Der Autor legt uns hier einen Generationenroman vor, das Dilemma einer mit allen Möglichkeiten der neuen digitalen Welt aufgewachsenen, intellektuellen Jugend, die sich selbst jedoch mit den Jahren irgendwie verloren hat, in der Realität verunsichert, vereinsamt, aber sich gleichzeitig den intensiven Lebenshunger erhalten hat. Er siedelt seine Geschichte mitten in den chaotischen Zuständen der Proteste und Streiks 2014 an, in den Städten Porto Alegre und Sao Paulo. Thema dieses Romans ist natürlich auch die wirtschaftliche Situation in Brasilien, die Demonstrationen der unzufriedenen Bevölkerung, doch das Kernthema sind die vernetzte Konsumwelt und die schillernde Welt der sozialen Medien, der sich niemand entziehen kann. Selbst die sexuellen schnellen Bedürfnisse lassen sich einfacher in der virtuellen Welt ausleben, als in persönlichen Begegnungen.

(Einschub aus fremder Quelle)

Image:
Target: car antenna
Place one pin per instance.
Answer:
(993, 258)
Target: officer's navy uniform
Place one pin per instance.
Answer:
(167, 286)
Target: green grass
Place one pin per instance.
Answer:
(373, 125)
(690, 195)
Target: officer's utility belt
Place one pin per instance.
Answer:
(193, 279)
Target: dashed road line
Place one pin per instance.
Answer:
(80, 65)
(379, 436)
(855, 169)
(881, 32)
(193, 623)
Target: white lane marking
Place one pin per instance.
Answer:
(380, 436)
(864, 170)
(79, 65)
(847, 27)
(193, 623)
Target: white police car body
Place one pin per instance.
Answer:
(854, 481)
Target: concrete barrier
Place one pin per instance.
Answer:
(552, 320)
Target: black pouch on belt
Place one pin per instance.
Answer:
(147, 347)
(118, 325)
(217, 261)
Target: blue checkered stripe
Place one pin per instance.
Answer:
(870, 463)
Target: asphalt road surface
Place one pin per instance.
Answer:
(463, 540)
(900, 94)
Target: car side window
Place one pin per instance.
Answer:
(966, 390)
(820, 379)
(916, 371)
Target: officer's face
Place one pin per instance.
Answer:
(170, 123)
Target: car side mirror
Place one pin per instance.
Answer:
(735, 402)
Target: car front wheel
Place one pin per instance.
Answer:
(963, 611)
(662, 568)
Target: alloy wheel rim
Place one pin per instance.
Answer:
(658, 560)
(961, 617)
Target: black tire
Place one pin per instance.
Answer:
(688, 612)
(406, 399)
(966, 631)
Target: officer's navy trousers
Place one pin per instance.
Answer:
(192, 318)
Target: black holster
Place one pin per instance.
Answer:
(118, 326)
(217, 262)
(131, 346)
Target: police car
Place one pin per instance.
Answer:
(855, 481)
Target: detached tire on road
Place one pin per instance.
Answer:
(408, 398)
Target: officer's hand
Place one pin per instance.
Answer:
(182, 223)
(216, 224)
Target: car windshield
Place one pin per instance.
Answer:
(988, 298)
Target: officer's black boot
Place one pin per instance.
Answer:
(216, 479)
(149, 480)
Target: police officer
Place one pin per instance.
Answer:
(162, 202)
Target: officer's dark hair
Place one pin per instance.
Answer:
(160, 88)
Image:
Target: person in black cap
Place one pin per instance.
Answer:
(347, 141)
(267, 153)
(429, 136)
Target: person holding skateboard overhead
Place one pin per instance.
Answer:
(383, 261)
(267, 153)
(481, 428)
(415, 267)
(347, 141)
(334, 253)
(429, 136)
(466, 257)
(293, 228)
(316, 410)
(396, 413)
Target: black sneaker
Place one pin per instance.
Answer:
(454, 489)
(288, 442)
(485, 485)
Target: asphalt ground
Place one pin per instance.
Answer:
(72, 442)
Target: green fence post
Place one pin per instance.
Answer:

Handlung, Charaktere und Schreibstil

Der sprachgewaltige Roman ist in der Ich-Form geschrieben, jedoch mehrmals zwischen den Personen Aurora, Emiliano, Antero wechselnd. Duke als Hauptprotagonist tritt, da der Roman mit der Nachricht von seinem Tod beginnt, nur in den Rückblicken und Erinnerungen seiner Freunde und Partnerin gleichsam aus dem Schatten in den Vordergrund. Ein nach wie vor kreativer, erfolgreicher Schriftsteller, gibt er in seinen Büchern und in den sozialen Medien immer ein perfektes Bild ab, wer er wirklich ist, weiß niemand. Er bringt das Dilemma der Generation Internet am besten auf den Punkt, indem er sich selbst plötzlich vollkommen zurückzieht und schon in jungen Jahren Vorkehrungen für sein virtuelles Erbe trifft.

Antero dagegen, das erwachsen gewordene Enfant terrible, nützt sein Können und Wissen von der Wirkung der global vernetzten Marketingstrategien gekonnt aus, obwohl er genau diese Mechanismen im Grunde verachtet.

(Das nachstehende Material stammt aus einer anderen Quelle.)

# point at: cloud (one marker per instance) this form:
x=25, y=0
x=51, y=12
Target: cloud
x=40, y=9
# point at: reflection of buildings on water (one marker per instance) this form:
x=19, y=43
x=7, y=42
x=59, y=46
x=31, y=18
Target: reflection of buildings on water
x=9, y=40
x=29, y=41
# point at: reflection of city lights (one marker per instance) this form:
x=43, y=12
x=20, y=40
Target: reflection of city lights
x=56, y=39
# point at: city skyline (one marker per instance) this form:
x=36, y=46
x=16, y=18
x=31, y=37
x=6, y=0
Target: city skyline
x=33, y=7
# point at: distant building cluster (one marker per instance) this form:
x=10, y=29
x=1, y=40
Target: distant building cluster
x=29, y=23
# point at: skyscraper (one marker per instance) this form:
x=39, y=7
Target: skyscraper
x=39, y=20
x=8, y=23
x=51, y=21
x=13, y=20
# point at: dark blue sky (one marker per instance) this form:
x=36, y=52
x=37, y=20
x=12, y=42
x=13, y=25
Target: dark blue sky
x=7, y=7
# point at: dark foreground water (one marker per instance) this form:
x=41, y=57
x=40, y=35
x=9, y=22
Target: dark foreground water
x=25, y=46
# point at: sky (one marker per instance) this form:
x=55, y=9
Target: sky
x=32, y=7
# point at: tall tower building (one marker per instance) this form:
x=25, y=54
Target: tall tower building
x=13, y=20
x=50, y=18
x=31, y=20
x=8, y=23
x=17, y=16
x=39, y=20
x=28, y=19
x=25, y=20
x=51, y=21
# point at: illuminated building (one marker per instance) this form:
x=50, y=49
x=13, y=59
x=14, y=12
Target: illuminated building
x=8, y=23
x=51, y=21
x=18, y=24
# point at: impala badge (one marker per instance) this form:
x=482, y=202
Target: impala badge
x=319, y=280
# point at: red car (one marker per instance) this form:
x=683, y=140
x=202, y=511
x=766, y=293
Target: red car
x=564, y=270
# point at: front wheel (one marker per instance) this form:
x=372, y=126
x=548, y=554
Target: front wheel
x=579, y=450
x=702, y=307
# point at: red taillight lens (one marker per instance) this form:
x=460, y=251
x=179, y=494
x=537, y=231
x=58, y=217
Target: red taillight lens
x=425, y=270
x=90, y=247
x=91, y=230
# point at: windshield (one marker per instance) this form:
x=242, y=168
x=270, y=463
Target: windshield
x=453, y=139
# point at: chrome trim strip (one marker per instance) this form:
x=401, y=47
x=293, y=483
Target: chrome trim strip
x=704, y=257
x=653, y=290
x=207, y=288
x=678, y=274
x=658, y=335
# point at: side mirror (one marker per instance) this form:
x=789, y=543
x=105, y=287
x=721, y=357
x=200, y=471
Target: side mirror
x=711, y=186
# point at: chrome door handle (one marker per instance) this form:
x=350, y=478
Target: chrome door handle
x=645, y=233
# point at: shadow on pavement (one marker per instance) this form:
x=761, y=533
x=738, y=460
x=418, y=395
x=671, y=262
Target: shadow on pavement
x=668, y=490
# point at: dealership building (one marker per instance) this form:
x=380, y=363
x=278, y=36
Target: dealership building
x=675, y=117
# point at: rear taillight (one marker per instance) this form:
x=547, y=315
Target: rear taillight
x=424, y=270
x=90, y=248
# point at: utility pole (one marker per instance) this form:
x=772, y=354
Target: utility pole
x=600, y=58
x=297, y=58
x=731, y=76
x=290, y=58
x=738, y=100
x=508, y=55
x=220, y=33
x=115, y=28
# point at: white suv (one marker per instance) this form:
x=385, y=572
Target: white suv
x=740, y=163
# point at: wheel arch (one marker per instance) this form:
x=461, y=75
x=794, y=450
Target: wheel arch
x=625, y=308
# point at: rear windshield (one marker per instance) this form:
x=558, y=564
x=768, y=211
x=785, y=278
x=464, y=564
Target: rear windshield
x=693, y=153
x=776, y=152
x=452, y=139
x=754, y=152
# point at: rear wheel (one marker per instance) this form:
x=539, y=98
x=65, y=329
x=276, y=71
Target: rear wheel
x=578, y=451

Aurora dagegen hat sich für die Wissenschaft entschieden, sich macht sich Sorgen um die ökologische Zukunft der Menschen und der Erde, forscht akribisch, um sich in einer Männer dominierten Welt der Wissenschaft durchzusetzen. Natürlich will sie in ihrem Fachgebiet auch erfolgreich sein.

Nur Emiliano ist Journalist geblieben, er schreibt unabhängig und kritisch und als er mit der Biografie von Duke beauftragt wird, weigert er sich zunächst, sagt aber dann doch zu und beginnt zu recherchieren. Er will vor allem den Menschen Duke zeigen.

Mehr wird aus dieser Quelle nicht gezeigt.